Reader, do not fancy this language to have originated merely from a transient agitation of mind; alas! it originated from a heart exasperated by the concurrence of the most melancholy misfortunes, and this exasperation was rooted deeper than I had fancied at first. It generated in his soul poisonous shoots which injured his religion. He declared it to be impossible a good God could designedly make good men so unhappy as he had been rendered. He ascribed the origin of his misfortunes to a bad principle, which, having a share in the government of the world, had appropriated his understanding merely to the execution of its bad purposes. He maintained that it was contrary to the nature of an infinitely good being to effect even the best purposes by bad means; and if there were in this world as much disorder, imperfection, and misfortune, as harmony, perfection and happiness, this would be an undeniable proof that the world was governed, and had been created jointly by a good and bad principle. In short, he subscribed entirely to the system of the Manichees.

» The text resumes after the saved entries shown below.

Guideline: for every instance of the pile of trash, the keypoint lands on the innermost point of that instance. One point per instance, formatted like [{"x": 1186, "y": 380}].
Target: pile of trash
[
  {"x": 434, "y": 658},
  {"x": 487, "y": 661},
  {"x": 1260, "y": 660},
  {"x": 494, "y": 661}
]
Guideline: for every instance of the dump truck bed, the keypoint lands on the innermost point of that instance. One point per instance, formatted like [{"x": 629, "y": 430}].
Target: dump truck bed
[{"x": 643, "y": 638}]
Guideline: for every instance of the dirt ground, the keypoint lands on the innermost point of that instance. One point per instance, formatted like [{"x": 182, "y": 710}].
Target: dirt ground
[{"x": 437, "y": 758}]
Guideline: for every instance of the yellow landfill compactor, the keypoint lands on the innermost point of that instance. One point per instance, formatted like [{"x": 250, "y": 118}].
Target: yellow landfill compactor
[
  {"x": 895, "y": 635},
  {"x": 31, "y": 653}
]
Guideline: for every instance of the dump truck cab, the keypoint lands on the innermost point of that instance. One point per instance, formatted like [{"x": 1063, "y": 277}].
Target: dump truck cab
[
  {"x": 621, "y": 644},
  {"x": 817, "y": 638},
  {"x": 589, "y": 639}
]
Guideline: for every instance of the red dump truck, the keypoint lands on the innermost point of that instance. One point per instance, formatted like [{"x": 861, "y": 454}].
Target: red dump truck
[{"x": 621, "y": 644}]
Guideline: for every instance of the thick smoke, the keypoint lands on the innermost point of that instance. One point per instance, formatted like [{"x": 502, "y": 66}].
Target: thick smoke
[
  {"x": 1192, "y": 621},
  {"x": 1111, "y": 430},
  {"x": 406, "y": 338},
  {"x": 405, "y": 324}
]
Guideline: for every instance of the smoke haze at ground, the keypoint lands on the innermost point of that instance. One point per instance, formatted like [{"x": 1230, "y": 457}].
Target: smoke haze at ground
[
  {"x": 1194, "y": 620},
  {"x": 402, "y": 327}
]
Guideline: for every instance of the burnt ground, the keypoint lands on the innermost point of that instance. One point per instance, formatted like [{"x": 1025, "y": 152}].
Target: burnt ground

I perceived this new deviation of his mind with astonishment and grief, and thought it my duty to lead him back in the path of truth as soon as possible, because this error deprived him of the last consolation in his sufferings. For which reason I endeavoured to convince him, that the ideas of a bad and a good principle annul each other; that it is a downright contradiction to believe in the existence of a bad God: that consequently, the fundamental ideas of his system were absurd, and, of course, the system itself unsupported. I proved to him that the evil in this world is not inconsistent with the goodness and providence of God, and that even the happiness of the wicked, and the sufferings of the good, ought not to undermine our belief, but rather to strengthen our hope of a life hereafter, in which every one will receive the just reward of his actions. But how convincing soever my arguments would have been to any unprejudiced person, yet they made very little impression on the Duke, whom the disharmony and gloominess of his mind had too much prepossessed for his comfortless system. Far from finding the least contradiction in it, he was firmly persuaded that the belief in a bad principle served to defend God against the complaints and reproaches of the unfortunate, while he found a great consolation in venting his resentment against the bad principle, whom he believed to be the author of his sufferings. He was therefore firmly resolved to refute the arguments which I had opposed to his system; and as soon as he was able to leave his bed, began to arrange his ideas on that head, and to secure them by a proper train of arguments against my objections. He had almost finished his work when Alumbrado returned from his journey.